Die Hackergruppe Silver Dragon, verbunden mit der chinesischen APT41, führt seit Mitte 2024 Cyberangriffe auf Regierungen in Europa und Südostasien durch. Die Gruppe nutzt Cobalt Strike und Google Drive als Kommandozentrale.
Sicherheitsexperten haben eine neue Advanced-Persistent-Threat-Gruppe namens Silver Dragon identifiziert, die seit mindestens Mitte 2024 Regierungseinrichtungen in Europa und Südostasien ins Visier nimmt. Check Point belegt in einem technischen Bericht, dass die Angreifer über mehrere Wege eindringen: Sie exploitieren öffentlich erreichbare Server und versenden Phishing-E-Mails mit Schadcode-Anhängen.
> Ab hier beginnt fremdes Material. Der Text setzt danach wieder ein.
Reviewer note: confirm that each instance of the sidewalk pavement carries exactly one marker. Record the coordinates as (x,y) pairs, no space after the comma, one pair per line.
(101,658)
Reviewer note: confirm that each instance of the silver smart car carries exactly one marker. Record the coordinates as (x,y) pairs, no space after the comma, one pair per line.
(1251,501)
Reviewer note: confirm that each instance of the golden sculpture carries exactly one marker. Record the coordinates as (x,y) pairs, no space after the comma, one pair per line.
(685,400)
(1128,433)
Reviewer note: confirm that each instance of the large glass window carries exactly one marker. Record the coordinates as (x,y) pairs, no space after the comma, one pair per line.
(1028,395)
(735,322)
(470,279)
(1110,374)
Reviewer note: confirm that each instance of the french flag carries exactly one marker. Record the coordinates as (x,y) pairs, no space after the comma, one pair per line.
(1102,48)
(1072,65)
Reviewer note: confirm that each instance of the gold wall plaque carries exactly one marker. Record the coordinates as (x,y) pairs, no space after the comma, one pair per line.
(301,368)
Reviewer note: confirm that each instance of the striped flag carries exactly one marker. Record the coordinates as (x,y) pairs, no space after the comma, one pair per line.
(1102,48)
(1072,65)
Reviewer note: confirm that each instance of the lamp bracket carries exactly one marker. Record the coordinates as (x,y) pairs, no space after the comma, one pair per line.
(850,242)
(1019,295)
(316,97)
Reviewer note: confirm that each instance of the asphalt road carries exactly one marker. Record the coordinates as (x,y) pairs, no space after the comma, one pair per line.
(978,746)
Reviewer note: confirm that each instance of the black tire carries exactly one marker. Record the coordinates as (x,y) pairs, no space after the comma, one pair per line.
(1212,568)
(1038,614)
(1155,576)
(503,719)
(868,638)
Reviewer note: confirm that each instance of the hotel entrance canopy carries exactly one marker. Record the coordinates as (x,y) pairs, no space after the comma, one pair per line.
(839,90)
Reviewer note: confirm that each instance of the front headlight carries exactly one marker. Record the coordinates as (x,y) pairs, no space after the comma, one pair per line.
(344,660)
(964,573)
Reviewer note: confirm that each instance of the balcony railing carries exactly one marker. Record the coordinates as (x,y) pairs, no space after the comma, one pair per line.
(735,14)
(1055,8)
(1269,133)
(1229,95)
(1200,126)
Zur Wahrung der Persistenz kapern sie legitime Windows-Dienste, um ihre Malware-Prozesse im normalen Systemverkehr unsichtbar zu machen.
Silver Dragon wird dem Netzwerk der chinesischen Hackergruppe APT41 zugeordnet, die seit 2012 Ziele in Gesundheitswesen, Telekommunikation, Technologie, Bildung und Medien attackiert. APT41 kombiniert staatliche Spionage mit finanziell motivierten Aktivitäten.
Die Angreifer setzen Cobalt-Strike-Beacons für die Persistierung und DNS-Tunneling für die Command-and-Control-Kommunikation ein, um Erkennungsmechanismen zu umgehen. Check Point identifizierte drei verschiedene Infektionsketten: AppDomain-Hijacking, Service-DLL und E-Mail-Phishing.
Bei den ersten beiden Methoden nutzen die Angreifer komprimierte Archive mit Batch-Skripten. Die AppDomain-Hijacking-Kette setzt auf MonikerLoader, einen .NET-basierten Loader, der verschlüsselte Payloads direkt im Speicher dekodiert und ausführt. Die Service-DLL-Kette verwendet hingegen BamboLoader, einen stark verschleierter C++-Loader, der als Windows-Dienst registriert wird und Shellcode in legitime Prozesse wie “taskhost.exe” injiziert.
Die Phishing-Kampagne zielt hauptsächlich auf Usbekistan ab und nutzt manipulierte Windows-Shortcuts als Anhänge. Diese LNK-Dateien starten PowerShell-Code über “cmd.exe” und führen zu mehreren Payload-Stufen. Nach der Ausführung authentifiziert sich der Backdoor an einem attacker-kontrollierten Google-Drive-Konto und lädt Heartbeat-Dateien mit Systeminformationen hoch. Unterschiedliche Dateitypen signalisieren dabei die Art der auszuführenden Aufgabe.
Die Verbindung zu APT41 basiert auf übereinstimmenden Taktiken, insbesondere bei Post-Exploitation-Skripten, sowie dem Verschlüsselungsmechanismus von BamboLoader, der in früheren China-bezogenen APT-Aktivitäten beobachtet wurde. Check Point beschreibt Silver Dragon als gut ausgestattete und anpassungsfähige Bedrohungsakteure, die kontinuierlich ihre Tools und Techniken weiterentwickeln und neue Fähigkeiten über verschiedene Kampagnen hinweg testen.